Wisconsin held its spring election as scheduled, despite the coronavirus pandemic. Turnout was higher than anticipated — with unprecedented increases in the number of absentee voters — but the process was not without problems. An investigation by the Milwaukee Journal Sentinel, FRONTLINE and Columbia Journalism Investigations described an “absentee ballot crisis,” highlighting overwhelmed election officials, technology failures, and high numbers of undelivered and unreturned ballots.
Having postponed its March primary, Ohio wrapped up voting in its spring election on April 28 with, as expected, substantial increases in mail ballots. Despite more than a month between the original primary date and the April election, the changes still prompted confusion about the date of the election and the multi-step process for requesting and submitting an absentee ballot. Frank LaRose, the Ohio Secretary of State, is already recommending a digital absentee ballot request process for November, saying a digital process would be an improvement on signing “a dead tree piece of paper,” which is currently required of Ohio voters to get an absentee ballot.
These experiences highlight the need for journalists to provide information to voters regularly about the election process, emphasizing what’s different from previous elections, especially as officials, legislatures, and courts adjust processes throughout the year.
Pennsylvania is set to host an election on June 2. Election officials in the state are already expressing concern about their ability to process absentee requests, find personal protective equipment for poll workers, and provide timely information about which poll locations will be open.
Election experts in the network are already encouraging journalists to examine the election policy changes that are happening in response to COVID-19. Significant adjustments to voting processes require a lot of runway. The Brennan Center is tracking election administration changes in each state in relation to policy recommendations they’ve made, which should allow for comparisons between states that can inform the questions journalists ask local election officials.
Here to Help
- First Draft is tracking misinformation trends and providing daily updates on Slack related to COVID-19, elections, and more. Journalists can sign up to join their Slack channel here.
- Stanford and MIT launched a Project on a Healthy Election, providing resources and expertise “to assess and promote best practices to ensure the election can proceed with integrity, safety, and equal access.”
- Ryan McCarthy at ProPublica breaks down the ways mail ballots are processed and counted across the country, with implications for states that are dramatically ramping up vote-by-mail capacity this year. Reporters can join ProPublica’s election reporting collaborative, Electionland, here.
Idea to Consider
As the volume of misinformation grows, Minnesota Public Radio is asking its audience to submit examples of mis- and disinformation they see online. The call out is part of its broader focus on false information this year, Disinformation 2020: Can You Believe It?
What Else You Might Want to Follow
- How do you distribute critical information? Media consultant Fiona Morgan describes 7 ways to get your COVID-19 reporting to those who need it, ideas that could also apply to critical election information.
- Fake news sites? Quartz reports on liberal sites filling local news voids with partisan content. The Tow Center for Digital Journalism uncovered similar networks of conservative-affiliated sites last year.

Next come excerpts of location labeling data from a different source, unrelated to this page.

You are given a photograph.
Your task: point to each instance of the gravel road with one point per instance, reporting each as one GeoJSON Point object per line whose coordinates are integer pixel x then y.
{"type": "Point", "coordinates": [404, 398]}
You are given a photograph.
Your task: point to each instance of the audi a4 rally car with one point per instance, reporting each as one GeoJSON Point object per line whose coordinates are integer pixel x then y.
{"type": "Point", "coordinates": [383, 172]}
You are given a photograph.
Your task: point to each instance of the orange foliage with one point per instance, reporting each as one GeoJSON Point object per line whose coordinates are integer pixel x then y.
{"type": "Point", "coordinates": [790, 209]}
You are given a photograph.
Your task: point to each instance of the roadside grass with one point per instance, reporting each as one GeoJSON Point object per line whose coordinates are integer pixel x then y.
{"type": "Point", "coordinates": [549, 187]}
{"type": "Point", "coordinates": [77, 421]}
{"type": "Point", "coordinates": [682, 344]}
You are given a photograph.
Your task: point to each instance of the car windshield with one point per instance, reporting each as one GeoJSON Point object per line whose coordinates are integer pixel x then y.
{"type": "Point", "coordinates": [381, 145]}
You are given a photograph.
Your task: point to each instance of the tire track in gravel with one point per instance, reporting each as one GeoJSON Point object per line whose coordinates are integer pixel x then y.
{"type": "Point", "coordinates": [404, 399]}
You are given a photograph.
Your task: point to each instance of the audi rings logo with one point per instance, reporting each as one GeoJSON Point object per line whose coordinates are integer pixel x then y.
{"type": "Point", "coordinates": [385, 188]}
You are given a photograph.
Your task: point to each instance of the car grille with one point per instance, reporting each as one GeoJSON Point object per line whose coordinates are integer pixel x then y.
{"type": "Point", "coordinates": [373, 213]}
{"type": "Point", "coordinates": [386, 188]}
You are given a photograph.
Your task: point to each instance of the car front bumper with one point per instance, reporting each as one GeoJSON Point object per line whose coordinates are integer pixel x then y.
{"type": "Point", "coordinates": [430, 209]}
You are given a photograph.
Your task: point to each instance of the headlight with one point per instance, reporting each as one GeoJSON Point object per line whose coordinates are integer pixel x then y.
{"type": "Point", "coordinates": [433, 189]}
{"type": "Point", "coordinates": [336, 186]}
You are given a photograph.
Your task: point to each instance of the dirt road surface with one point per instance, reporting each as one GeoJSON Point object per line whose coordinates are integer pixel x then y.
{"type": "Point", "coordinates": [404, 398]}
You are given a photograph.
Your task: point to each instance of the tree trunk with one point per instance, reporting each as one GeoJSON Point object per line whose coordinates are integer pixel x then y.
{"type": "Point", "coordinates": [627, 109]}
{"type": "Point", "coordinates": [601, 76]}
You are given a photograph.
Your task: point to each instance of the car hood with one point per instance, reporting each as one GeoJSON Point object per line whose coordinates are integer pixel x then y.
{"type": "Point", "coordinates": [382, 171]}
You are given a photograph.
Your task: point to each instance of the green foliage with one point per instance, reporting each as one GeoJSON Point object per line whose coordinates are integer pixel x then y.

- How else is coronavirus changing elections? The Guardian reports social distancing measures are hampering signature collection efforts to put initiatives on state ballots. Efforts to register new voters are facing similar challenges, especially in the 10 states that don’t allow online registration.
- What might election changes cost? The Brennan Center put together national cost estimates for measures intended to improve voter safety this fall. In a follow-up report, the Brennan Center — with the R Street Institute, the Alliance for Securing Democracy, and the University of Pittsburgh — provided state-level cost estimates for Georgia, Michigan, Missouri, Ohio and Pennsylvania.